Ice Cube : la critique de l'album le plus recherché d'AmeriKKKa

Mais en même temps, « You Can't Fade Me » offre un aperçu du plus grand don de Cube : la narration. C'est une vision macabre de l'esprit d'un jeune homme avec des priorités foutues, mais Cube l'expose avec les détails condensés de Slick Rick ou Ice-T. L'habileté surnaturelle de Cube à évoquer l'expérience de la banlieue noire qui a servi de fond banal à ses fantasmes de gangsta est encore en quelque sorte sous-estimée, et « Once Upon a Time In the Projects » affiche l'attitude jeune et créative qui produirait Vendredi cinq ans plus tard. Au début de l'histoire, Cube se trouve dans le salon familial d'une jeune femme avec laquelle il espère sortir. Naturellement, le chaos de la banlieue lui rappelle Bon temps et la routine stand-up de Robin Harris « Les enfants de Bebe ». Mais comme une version amateur d'un morceau de Richard Pryor, la scène devient rapidement bizarre lorsque, à la fin du premier couplet, Cube se rend compte qu'il est assis dans la pièce avant d'un crackhouse. Lorsque les flics arrivent, ils interprètent mal le mot « dope » sur son t-shirt et le jettent avec la fille dans une voiture de police. Bien sûr, il y a une morale : « Maintenant, l'histoire que vous avez entendue a un petit objectif/Ne baisez pas avec une salope des projets. »

En apparence, la politique du Cube sur AmeriKKKa Cela semble être une simple réactivation de la campagne médiatique des Panthers en faveur de la libération des Noirs, à l’ombre du Reaganisme, mais les indices d’un conservatisme plus profond sont partout. Non seulement dans sa conviction constamment exprimée selon laquelle les femmes n'étaient rien de plus que des objets sexuels à utiliser et à jeter, mais aussi dans « Who's the Mack ? » quand il suppose instantanément que les Noirs qui demandent de la monnaie préparent quelque chose de sinistre, ou dans « Projets », quand il dit que le jeune frère de la femme, affilié à un gang, « doit remonter son pantalon ».

Ce n’était pas un conservatisme intégrationniste à la Bill Cosby auquel Cube aspirait, mais, en 1990, Pierre roulante interview révélée, la vision du monde articulée par Louis Farrakhan et la Nation de l'Islam – que le journaliste a observé Cube regarder avec intérêt lors d'un épisode de Le spectacle Phil Donahue.
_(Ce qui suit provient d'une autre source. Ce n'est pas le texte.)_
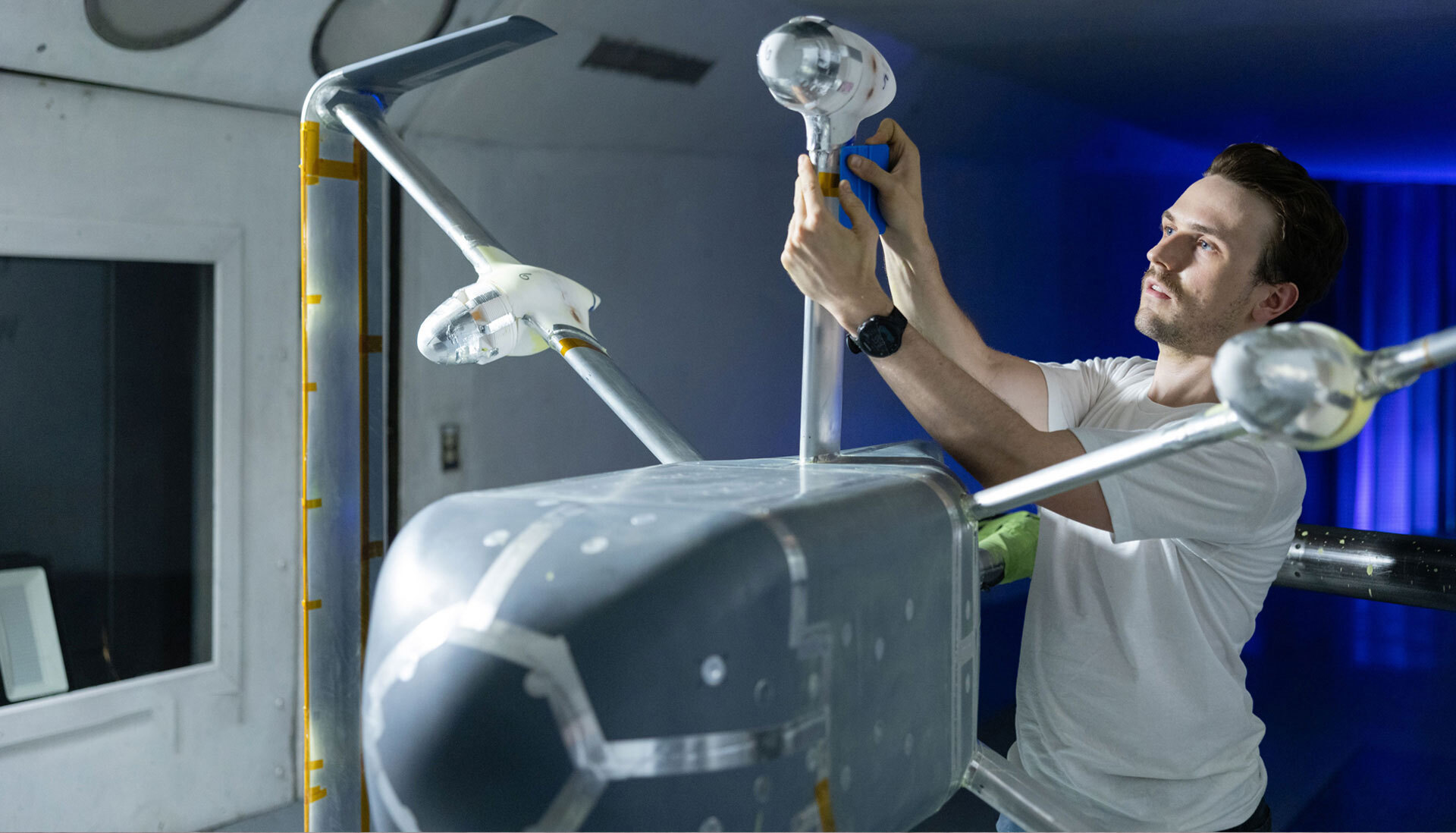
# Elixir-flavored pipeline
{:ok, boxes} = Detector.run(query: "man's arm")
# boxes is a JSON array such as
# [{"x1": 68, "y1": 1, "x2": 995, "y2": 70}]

Au cours de la décennie précédente, Farrakhan avait fait passer la Nation de l’Islam d’une quasi-inutilité à la télévision et aux paroles hip-hop, vendant le Madison Square Garden avec une idéologie enracinée dans le séparatisme économique et social. Les « projets » pour Cube et Farrakhan n'étaient pas l'origine symbolique du futur succès des Noirs comme ils le seraient bientôt pour Nas et Jay-Z, mais un embarras pour la communauté noire qui, plus important encore, dépendait des Noirs. communauté elle-même à réparer.

Cube explorerait en profondeur son approche unique du farrakhanisme sur le double album Certificat de décès, mais c'était encore dans un an. En 1990, Cube et Les plus recherchés d'AmeriKKKa a servi d'introduction grandiloquente à ce qui sera plus tard surnommé « la décennie des tabloïds », une fusion de l'ordre public reaganiste et du passage de la télévision à un infodivertissement sinistre tiré de la file d'attente des supermarchés – autrement connu comme la première vague de divertissement « de réalité ». Spécifique au hip-hop, c'était AmeriKKKa autant que Nation de millions et Tout droit sorti de Compton qui a jeté les bases de l'évolution brève et dramatique du hip-hop vers un vaste spectacle médiatique révélateur de la vérité.